UK lockdown extended for at least three more weeks
By Jane Kirby, PA Health Editor
The coronavirus lockdown is to be extended for at least another three weeks, Foreign Secretary Dominic Raab has said as he warned that lifting restrictions now would risk a dangerous second peak of Covid-19.
Mr Raab, who is deputising for Prime Minister Boris Johnson as he recovers from the virus, said the original three-month timeline set down by Mr Johnson to come through the peak of the virus was broadly “still the outline”.
The Cabinet minister told reporters there is “light at the end of the tunnel” but refused to set out a “definitive timeframe” for easing the lockdown measures, stressing that lifting them now would only lead to a “second lockdown”.
He said: “The Prime Minister said at the outset that it would take three months to come through the peak and I think that, broadly, is still the outline."

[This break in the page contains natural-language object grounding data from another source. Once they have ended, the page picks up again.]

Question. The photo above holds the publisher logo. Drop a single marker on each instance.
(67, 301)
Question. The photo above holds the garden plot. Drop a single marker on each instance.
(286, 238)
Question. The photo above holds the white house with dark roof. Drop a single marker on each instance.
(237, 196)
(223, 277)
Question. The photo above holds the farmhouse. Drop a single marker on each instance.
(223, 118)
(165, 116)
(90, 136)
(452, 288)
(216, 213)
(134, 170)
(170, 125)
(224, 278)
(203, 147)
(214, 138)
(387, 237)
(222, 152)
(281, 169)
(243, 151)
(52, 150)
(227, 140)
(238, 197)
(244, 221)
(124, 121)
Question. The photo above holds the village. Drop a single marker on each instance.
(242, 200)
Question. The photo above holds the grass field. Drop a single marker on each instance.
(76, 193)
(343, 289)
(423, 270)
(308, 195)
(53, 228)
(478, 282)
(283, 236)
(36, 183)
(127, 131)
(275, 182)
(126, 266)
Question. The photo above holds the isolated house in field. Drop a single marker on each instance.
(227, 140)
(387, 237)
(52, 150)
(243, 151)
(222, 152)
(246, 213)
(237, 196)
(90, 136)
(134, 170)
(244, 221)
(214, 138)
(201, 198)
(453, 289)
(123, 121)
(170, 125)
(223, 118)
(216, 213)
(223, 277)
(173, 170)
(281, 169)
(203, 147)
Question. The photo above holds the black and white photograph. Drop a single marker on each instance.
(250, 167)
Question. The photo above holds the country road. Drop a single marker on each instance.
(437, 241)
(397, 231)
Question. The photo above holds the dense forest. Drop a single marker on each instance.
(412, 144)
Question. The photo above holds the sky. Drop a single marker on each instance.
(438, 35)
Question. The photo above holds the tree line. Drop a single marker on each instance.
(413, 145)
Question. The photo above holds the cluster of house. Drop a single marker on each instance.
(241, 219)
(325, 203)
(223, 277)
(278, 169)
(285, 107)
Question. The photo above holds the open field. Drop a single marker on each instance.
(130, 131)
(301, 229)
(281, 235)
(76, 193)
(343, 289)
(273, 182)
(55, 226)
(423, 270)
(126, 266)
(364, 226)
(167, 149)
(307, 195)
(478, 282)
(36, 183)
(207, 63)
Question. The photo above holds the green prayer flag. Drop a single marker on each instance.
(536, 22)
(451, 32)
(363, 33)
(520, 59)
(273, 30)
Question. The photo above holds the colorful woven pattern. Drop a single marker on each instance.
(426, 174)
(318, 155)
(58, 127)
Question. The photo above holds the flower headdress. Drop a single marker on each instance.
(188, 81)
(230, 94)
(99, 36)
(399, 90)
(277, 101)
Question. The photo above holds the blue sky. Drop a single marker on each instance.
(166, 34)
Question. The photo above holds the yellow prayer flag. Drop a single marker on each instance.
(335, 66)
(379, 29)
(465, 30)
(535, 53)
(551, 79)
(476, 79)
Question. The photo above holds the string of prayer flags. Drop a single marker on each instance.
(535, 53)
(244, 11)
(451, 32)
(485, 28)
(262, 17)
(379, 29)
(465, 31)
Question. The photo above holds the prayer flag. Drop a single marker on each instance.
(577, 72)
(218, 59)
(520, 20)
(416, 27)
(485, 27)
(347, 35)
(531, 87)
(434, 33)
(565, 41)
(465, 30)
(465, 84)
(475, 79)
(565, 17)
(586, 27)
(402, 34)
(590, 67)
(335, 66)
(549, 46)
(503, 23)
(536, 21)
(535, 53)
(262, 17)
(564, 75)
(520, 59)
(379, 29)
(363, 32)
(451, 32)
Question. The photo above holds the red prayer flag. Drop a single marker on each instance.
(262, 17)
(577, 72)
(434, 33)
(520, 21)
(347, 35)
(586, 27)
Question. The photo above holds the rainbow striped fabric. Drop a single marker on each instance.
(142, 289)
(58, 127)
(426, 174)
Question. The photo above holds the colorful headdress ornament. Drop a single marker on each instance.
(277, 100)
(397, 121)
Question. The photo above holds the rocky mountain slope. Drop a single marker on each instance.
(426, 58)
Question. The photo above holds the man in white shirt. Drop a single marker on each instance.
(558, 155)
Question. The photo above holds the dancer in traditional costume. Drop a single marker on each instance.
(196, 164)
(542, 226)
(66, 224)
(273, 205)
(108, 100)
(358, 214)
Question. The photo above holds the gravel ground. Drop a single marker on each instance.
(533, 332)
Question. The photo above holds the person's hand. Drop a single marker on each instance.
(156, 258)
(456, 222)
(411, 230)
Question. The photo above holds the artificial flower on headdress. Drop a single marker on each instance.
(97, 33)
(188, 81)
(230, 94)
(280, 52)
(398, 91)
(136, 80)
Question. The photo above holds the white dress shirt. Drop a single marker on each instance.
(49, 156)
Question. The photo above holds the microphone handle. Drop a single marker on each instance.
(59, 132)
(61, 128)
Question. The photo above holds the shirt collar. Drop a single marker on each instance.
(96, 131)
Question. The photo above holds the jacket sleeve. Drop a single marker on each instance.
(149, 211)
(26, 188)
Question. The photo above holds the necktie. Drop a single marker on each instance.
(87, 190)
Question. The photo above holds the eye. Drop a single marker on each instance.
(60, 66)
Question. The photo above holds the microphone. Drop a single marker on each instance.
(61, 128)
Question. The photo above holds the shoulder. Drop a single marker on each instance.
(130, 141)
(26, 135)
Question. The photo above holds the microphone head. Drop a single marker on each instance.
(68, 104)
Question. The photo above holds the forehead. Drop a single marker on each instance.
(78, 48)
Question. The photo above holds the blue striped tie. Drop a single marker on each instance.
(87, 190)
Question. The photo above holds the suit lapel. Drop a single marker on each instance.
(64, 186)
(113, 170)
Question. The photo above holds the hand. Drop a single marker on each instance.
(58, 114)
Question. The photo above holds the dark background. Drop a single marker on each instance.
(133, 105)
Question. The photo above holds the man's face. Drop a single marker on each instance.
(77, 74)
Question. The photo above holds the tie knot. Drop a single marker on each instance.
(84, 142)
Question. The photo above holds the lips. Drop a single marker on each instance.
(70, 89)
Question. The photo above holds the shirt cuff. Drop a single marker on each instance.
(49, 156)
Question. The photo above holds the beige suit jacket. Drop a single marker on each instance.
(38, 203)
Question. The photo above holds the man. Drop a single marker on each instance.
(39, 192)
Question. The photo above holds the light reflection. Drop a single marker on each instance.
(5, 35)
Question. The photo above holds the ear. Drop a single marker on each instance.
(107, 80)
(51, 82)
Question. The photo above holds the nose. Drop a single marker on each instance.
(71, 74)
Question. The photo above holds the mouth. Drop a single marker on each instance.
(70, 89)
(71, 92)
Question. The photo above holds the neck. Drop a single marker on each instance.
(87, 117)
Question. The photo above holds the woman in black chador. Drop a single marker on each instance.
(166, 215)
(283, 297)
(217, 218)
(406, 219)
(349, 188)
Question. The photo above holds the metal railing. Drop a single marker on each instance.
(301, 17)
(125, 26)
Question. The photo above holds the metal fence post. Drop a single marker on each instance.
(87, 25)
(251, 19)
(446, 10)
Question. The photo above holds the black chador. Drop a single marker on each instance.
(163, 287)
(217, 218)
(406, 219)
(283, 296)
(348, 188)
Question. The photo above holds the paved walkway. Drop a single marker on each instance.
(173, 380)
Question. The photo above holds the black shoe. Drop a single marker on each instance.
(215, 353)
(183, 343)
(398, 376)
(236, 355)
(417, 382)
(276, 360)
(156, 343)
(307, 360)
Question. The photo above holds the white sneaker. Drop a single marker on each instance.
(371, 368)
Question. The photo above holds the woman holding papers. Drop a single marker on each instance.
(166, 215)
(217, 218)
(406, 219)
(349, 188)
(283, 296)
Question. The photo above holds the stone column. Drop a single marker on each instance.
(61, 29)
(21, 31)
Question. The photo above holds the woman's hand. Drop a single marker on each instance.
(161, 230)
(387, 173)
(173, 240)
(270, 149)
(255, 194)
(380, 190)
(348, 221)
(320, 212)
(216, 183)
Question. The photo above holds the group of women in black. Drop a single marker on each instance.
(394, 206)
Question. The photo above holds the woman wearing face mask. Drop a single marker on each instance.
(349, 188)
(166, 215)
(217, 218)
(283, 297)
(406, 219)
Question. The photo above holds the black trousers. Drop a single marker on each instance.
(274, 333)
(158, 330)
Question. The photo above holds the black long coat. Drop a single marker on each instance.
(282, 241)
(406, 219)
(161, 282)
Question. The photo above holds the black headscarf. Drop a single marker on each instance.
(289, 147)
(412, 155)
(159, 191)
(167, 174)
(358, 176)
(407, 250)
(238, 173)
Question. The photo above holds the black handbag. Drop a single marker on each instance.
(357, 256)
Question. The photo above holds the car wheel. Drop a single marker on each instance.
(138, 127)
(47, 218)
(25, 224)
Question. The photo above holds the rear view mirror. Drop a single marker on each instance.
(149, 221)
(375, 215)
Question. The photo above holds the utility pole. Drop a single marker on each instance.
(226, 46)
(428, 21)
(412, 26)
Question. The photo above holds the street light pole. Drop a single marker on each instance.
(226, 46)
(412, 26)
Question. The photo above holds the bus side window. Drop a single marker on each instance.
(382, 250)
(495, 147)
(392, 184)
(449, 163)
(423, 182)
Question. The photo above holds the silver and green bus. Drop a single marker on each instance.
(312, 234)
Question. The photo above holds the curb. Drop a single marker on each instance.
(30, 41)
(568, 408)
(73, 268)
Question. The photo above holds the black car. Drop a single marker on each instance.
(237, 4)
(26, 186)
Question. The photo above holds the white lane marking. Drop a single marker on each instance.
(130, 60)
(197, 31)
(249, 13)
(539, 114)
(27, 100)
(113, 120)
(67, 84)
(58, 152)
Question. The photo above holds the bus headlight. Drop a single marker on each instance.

“We can’t give a definitive timeframe, that would be to prejudge the evidence, that wouldn’t be a responsible thing to do.”
“But our message to the British public is: there is light at the end of tunnel, we are making progress, but at the same time we must keep up the social distancing measures.”
Mr Raab said ministers and scientists must be confident there will be no second wave of infections, and that more widespread testing needed to be put in place alongside solid evidence that infections were falling.
“The worst thing we could do right now is to ease up too soon, allow a second peak of the virus to hit the NHS and to hit the British people”, he said at the daily press briefing.
“It would be the worst outcome not just for public health but for the economy and for our country as a whole.”
Mr Raab said there were still “issues with the virus spreading in some hospitals and in care homes”, adding: “The very clear advice we received is that any change to our social distancing measures now would risk a significant increase in the spread of the virus.
“That would threaten a second peak of the virus and substantially increase the number of deaths.
“It would undo the progress we have made to date and as a result would require an even longer period of the more restrictive social distancing measures.”
Mr Raab said the Government needed to be satisfied of five things before it would consider it safe to adjust the current measures.
– Protect the NHS’s ability to cope and be confident that the NHS is able to provide sufficient critical care across the UK
– A sustained and consistent fall in daily death rates to be confident the UK is beyond the peak
– Reliable data from Government scientific advisers showing rate of infection is decreasing to manageable levels across the board
– Confidence that testing capacity and personal protective equipment (PPE) are in hand with “supply able to meet future demand”
– Confidence that any adjustments to the current measures would not risk a second peak in infections.
Mr Raab said the rate of infection – the R0 value – was “almost certainly below one in the community”, meaning infected people were passing the disease on to fewer than one other person on average.
“But overall we still don’t have the infection rate down as far as we need to,” he said.
Ministers agreed the need to prolong social distancing measures following meetings of the Cabinet and the Government’s emergency committee Cobra.